GOD’S PARTICULAR JUDGMENT
As all of you may already know by now, the Roman Catholic Church lost a beloved priest, Fr. Mark Beard, recently. As a human being, Fr. Mark knew that he would die someday. On that day, he knew, in faith, that he would, finally, stand before the judgment seat of God to receive from God his particular judgment for the life he lived on earth, either eternal salvation or punishment. For this reason, in Scripture, God calls every person to remember daily that he will be judged by God whenever he dies. Indeed, someday his time on earth, as determined by God, will end. On that day, he will die and be judged by God, whether he is ready or not for that judgment. The question is, will he be ready? This was certainly Fr. Mark’s hope. He hoped that he would be ready for the day God called him. Is this not everyone’s desire? Does not every person hope that he will be prepared for the day that God will judge him in the afterlife? Certainly, he does.
FAITHFULNESS TO GOD
At the same time, a person can only be hopeful that he will be ready for God’s judgment, a judgment of eternal salvation in death, if he faithfully remembers, as a man of faith, that he can only receive this salvation from God, as a grace, by living a life of virtue, a holy life, on earth in fidelity to God. In this faithful act of remembering God’s Word, the Word that God will judge every person in death, the human being begins to prepare himself in the hope that he will die a good and holy death someday by his fidelity to God.
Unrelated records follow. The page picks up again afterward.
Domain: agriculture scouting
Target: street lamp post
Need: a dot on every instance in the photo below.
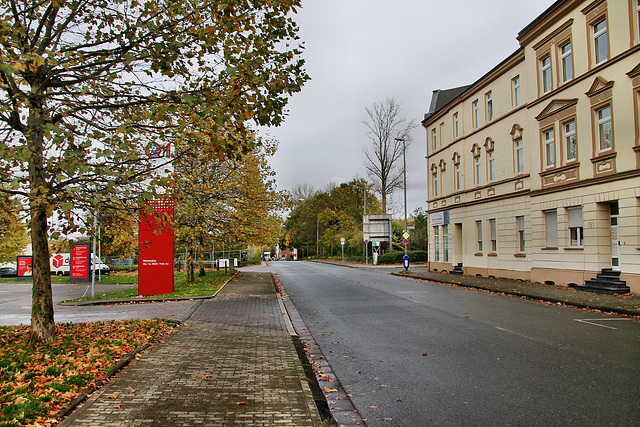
(404, 169)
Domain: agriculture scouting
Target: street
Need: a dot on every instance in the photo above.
(413, 353)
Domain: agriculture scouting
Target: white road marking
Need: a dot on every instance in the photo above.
(593, 321)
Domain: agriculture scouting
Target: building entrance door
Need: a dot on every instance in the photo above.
(615, 237)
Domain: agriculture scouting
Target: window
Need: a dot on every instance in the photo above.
(436, 241)
(492, 166)
(571, 144)
(456, 126)
(576, 239)
(436, 184)
(605, 136)
(434, 139)
(519, 156)
(551, 228)
(600, 42)
(476, 114)
(494, 239)
(638, 16)
(545, 64)
(445, 242)
(521, 242)
(567, 62)
(516, 90)
(550, 148)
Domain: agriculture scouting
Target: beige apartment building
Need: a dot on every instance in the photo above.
(534, 169)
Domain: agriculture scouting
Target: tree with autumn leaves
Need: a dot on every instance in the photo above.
(87, 87)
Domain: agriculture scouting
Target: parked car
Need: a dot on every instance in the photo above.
(8, 272)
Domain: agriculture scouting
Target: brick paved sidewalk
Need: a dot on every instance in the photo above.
(233, 362)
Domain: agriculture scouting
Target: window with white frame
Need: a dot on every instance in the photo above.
(515, 83)
(638, 17)
(519, 156)
(551, 228)
(549, 148)
(492, 165)
(436, 184)
(445, 242)
(576, 230)
(545, 66)
(521, 235)
(600, 41)
(456, 126)
(476, 114)
(605, 130)
(434, 139)
(494, 235)
(571, 143)
(567, 62)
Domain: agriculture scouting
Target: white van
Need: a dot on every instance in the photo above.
(60, 264)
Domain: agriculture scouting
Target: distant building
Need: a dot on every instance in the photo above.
(534, 169)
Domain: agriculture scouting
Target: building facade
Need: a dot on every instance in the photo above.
(533, 171)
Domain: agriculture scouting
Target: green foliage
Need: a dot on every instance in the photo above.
(329, 215)
(395, 257)
(88, 89)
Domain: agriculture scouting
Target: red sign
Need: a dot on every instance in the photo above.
(155, 240)
(25, 266)
(79, 268)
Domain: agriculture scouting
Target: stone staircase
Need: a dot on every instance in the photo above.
(608, 282)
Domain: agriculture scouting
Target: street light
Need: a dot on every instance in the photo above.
(404, 158)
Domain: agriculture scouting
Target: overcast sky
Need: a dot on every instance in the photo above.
(362, 51)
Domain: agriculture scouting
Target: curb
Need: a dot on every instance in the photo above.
(534, 297)
(145, 300)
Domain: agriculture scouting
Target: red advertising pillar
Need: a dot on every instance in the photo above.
(155, 240)
(80, 264)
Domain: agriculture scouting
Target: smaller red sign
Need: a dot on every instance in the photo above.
(80, 267)
(25, 266)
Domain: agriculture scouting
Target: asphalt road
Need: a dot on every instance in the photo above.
(414, 353)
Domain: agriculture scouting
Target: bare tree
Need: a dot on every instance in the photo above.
(388, 132)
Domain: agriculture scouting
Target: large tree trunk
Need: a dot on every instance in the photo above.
(190, 275)
(42, 323)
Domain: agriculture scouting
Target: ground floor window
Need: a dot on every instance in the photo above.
(551, 228)
(436, 242)
(576, 230)
(521, 235)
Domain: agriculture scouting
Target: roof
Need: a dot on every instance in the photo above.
(440, 98)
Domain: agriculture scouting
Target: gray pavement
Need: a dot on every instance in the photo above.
(233, 362)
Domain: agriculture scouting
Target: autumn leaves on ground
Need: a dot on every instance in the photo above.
(37, 381)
Today, in the first reading (Daniel 7:9-10, 13-14), the prophet Daniel receives a revelation from God about fidelity, first of all, the fidelity of God Himself. In doing so, he describes God faithfully sending the Messiah, the Son of Man, conceived and born of a woman, who would finally save God’s people as He had faithfully promised them, centuries earlier, beginning in the Protoevangelium of Genesis. In this sense, the first part of God’s revelation to Daniel in this reading is about God’s fidelity to His people. Secondly, Daniel also describes the fidelity of the people of God, the fidelity they offer to God by serving Him faithfully in the person of the Son of Man, the Messiah. This means that service to God is at the heart of being faithful to God. As such, the people of God, the Israelites, including the prophet Daniel, certainly believed and professed that they would only be ready for God’s particular judgment in death by serving Him faithfully. This faithful service alone would prepare them to die a good and holy death someday, a faithful death in the grace of God’s friendship. This, of course, was the same service that Fr. Mark faithfully offered to God, during his life on earth, as a means to prepare himself to die faithfully as a friend of God.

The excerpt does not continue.